しかし海外では、言語化されていないことは、存在しないぐらいの感覚があります。

つまり、・何を・いつまでに・どこまで・誰がを明確にしないとズレやすい。


ここで日本企業は、「細かすぎる」と感じることがあります。

でも実際は、“認識ズレを防ぐため”なのです。


海外展開で重要なのは「適応力」

ここで誤解してはいけないのは、海外が正しく、日本が間違っている

という話ではありません。


日本企業には、・品質・誠実さ・安定性・細やかさという非常に強い武器があります。

ただ、その強みを海外で活かすには、“相手の前提を理解する力”が必要になります。


海外展開は「異文化理解」に近い

海外営業を続けていると感じます。
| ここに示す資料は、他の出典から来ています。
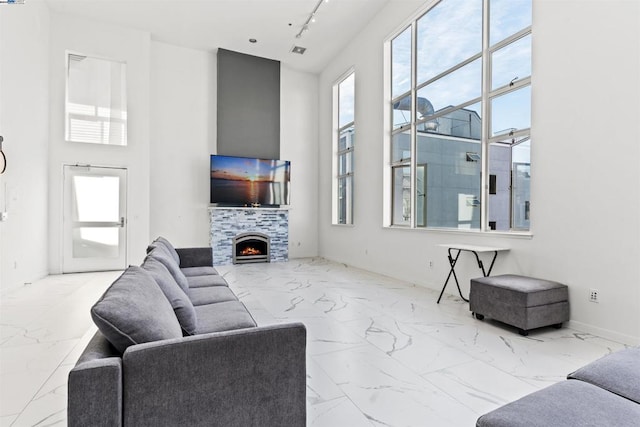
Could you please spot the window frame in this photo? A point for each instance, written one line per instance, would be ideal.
(486, 97)
(339, 153)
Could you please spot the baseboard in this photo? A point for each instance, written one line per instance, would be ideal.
(604, 333)
(20, 283)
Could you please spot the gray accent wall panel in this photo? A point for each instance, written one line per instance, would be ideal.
(248, 106)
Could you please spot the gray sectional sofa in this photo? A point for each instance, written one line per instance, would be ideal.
(175, 346)
(603, 393)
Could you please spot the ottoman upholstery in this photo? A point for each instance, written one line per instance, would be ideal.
(524, 302)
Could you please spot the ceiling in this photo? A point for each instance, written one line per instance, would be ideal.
(229, 24)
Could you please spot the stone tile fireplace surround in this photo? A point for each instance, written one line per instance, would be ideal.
(226, 223)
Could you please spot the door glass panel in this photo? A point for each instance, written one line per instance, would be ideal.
(94, 219)
(91, 242)
(97, 198)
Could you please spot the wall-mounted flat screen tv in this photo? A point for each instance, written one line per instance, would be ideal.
(245, 181)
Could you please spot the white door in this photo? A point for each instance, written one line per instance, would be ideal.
(94, 219)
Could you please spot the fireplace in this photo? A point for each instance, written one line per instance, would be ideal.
(250, 247)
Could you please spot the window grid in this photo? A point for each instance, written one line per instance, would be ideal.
(344, 152)
(488, 135)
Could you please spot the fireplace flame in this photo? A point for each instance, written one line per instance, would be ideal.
(250, 251)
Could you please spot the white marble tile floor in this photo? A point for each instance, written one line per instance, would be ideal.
(380, 351)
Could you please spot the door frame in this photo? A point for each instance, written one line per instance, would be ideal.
(93, 264)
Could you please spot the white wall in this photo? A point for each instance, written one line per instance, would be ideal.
(93, 38)
(24, 116)
(183, 135)
(299, 144)
(585, 151)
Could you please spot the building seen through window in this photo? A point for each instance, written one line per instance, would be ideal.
(452, 125)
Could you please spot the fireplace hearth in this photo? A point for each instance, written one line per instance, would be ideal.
(250, 247)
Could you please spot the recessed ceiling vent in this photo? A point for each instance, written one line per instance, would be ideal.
(299, 50)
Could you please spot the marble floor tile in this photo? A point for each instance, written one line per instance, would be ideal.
(480, 386)
(380, 351)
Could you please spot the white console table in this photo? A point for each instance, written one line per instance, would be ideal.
(474, 249)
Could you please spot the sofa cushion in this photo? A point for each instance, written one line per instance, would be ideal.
(618, 373)
(180, 302)
(160, 253)
(565, 404)
(134, 310)
(202, 281)
(210, 295)
(223, 316)
(199, 271)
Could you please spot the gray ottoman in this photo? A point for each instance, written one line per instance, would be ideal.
(523, 302)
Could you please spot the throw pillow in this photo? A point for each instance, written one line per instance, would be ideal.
(162, 255)
(134, 310)
(180, 302)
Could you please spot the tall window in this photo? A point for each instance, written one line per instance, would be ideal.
(344, 92)
(461, 117)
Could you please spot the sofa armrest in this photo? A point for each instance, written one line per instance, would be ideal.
(247, 377)
(195, 257)
(94, 395)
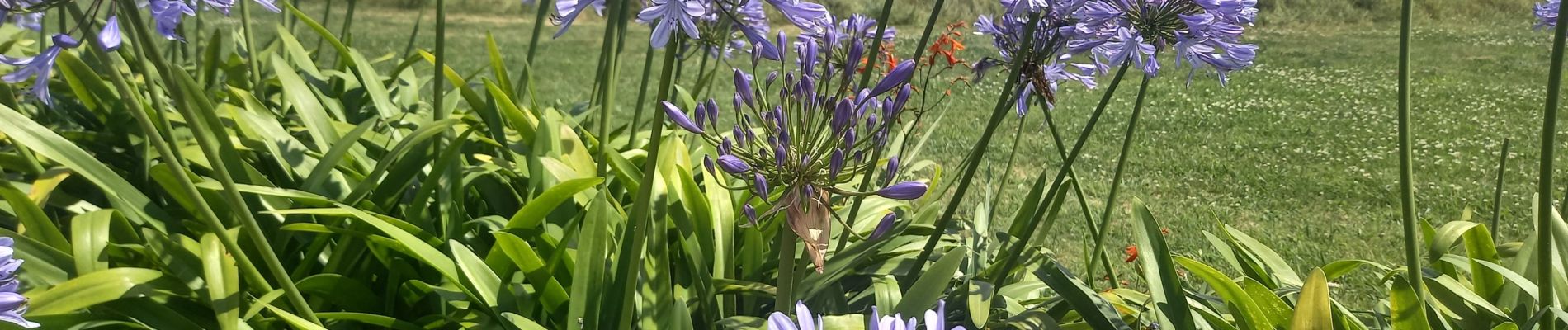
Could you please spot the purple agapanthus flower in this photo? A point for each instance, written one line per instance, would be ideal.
(777, 138)
(12, 304)
(568, 12)
(806, 16)
(672, 15)
(110, 36)
(24, 15)
(803, 319)
(38, 68)
(1048, 59)
(1547, 13)
(1207, 33)
(167, 16)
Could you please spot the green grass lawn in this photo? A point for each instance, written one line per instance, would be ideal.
(1297, 150)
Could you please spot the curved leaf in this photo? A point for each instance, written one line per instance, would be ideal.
(94, 288)
(1165, 288)
(137, 207)
(1313, 310)
(933, 284)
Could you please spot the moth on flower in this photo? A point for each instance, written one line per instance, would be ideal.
(799, 141)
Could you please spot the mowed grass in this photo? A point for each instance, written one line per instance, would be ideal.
(1299, 150)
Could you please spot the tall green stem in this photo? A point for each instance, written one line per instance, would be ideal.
(609, 64)
(1007, 169)
(1407, 191)
(1051, 199)
(866, 78)
(1115, 182)
(174, 162)
(1496, 193)
(250, 45)
(1543, 216)
(977, 152)
(783, 300)
(540, 13)
(642, 96)
(441, 59)
(348, 19)
(635, 235)
(327, 21)
(930, 22)
(1078, 190)
(876, 49)
(210, 149)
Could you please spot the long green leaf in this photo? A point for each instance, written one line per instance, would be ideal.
(223, 282)
(125, 197)
(933, 284)
(549, 290)
(35, 224)
(1165, 288)
(90, 233)
(1245, 310)
(93, 288)
(1313, 310)
(1407, 312)
(1093, 309)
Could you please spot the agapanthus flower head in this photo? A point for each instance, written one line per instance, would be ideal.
(167, 15)
(1205, 33)
(672, 16)
(803, 15)
(24, 13)
(800, 139)
(935, 319)
(803, 319)
(12, 304)
(566, 13)
(38, 68)
(1046, 59)
(1547, 13)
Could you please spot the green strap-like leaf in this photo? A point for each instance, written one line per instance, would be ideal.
(94, 288)
(125, 197)
(35, 224)
(223, 282)
(90, 233)
(1093, 309)
(1245, 310)
(933, 284)
(1313, 310)
(1407, 312)
(1165, 288)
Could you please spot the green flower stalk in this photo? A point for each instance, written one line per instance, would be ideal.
(1543, 216)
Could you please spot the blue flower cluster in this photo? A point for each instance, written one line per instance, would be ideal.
(935, 319)
(1547, 13)
(1205, 35)
(12, 304)
(799, 136)
(167, 16)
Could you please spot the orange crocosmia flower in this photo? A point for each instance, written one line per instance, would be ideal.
(891, 61)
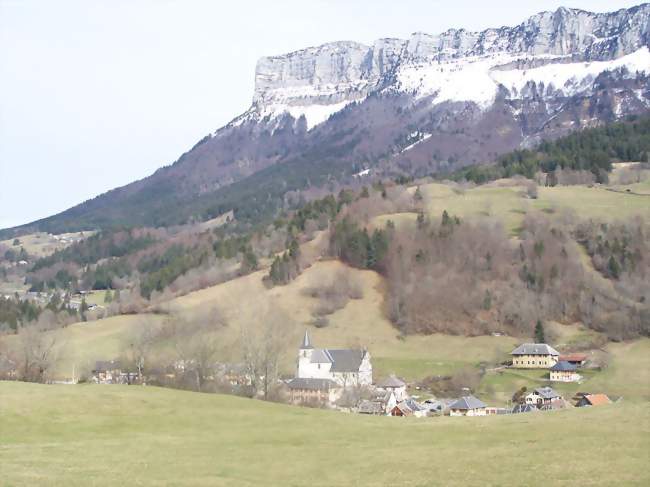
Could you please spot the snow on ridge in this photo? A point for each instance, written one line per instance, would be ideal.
(473, 79)
(466, 79)
(410, 146)
(314, 114)
(570, 78)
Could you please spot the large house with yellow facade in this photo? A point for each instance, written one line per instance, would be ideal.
(534, 356)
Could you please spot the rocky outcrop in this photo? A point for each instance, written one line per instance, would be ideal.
(333, 75)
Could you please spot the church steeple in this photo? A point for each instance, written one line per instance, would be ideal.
(306, 342)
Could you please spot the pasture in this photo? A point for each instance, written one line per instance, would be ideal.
(133, 435)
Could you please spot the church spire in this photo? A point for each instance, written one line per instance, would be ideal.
(306, 342)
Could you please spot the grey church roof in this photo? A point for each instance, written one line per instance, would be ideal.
(391, 381)
(341, 360)
(346, 360)
(320, 356)
(546, 393)
(468, 402)
(312, 384)
(564, 366)
(534, 349)
(306, 342)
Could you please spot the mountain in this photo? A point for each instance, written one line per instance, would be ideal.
(429, 103)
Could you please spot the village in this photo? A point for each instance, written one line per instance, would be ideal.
(342, 380)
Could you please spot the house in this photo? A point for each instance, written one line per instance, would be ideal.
(542, 396)
(395, 385)
(593, 400)
(438, 406)
(468, 406)
(381, 403)
(524, 408)
(112, 372)
(8, 369)
(371, 407)
(534, 356)
(346, 367)
(564, 371)
(107, 372)
(313, 391)
(577, 359)
(408, 407)
(491, 411)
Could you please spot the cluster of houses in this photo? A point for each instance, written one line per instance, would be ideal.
(327, 377)
(323, 376)
(562, 368)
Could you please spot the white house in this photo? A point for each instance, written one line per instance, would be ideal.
(468, 406)
(542, 396)
(395, 385)
(534, 356)
(346, 367)
(564, 372)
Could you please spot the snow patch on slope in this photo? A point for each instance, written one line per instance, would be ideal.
(465, 79)
(571, 78)
(314, 114)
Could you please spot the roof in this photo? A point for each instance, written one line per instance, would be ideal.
(306, 342)
(523, 408)
(371, 407)
(564, 366)
(312, 384)
(409, 406)
(546, 392)
(534, 349)
(319, 356)
(341, 360)
(573, 357)
(468, 402)
(597, 399)
(391, 381)
(106, 365)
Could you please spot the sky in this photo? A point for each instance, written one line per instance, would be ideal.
(97, 94)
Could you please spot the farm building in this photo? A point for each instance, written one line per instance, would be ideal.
(534, 356)
(394, 385)
(408, 407)
(345, 367)
(112, 372)
(577, 359)
(313, 391)
(593, 400)
(468, 406)
(542, 396)
(564, 372)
これは単なる輸出ではなく、

“異文化コミュニケーション”です。


・なぜその判断をするのか・なぜ急ぐのか・なぜ契約を重視するのか

そこを理解すると、見える景色が変わります。


逆に、

「日本では普通なのに」だけで進めると、かなり苦戦します。


最後に

日本企業が海外展開で最初に苦戦しやすいのは、英語そのものではありません。

本当に難しいのは、“前提の違い”です。


文化。レスポンス感覚。契約感覚。意思決定。コミュニケーション。

これらは国によってかなり違います。


だからこそ海外展開では、「正しい日本語を英語に訳す力」

以上に、“相手の感覚を理解する力”が重要になります。


海外ビジネスは、単なる販路拡大ではない。

ある意味、“自分たちの常識を見直す経験”なのかもしれません。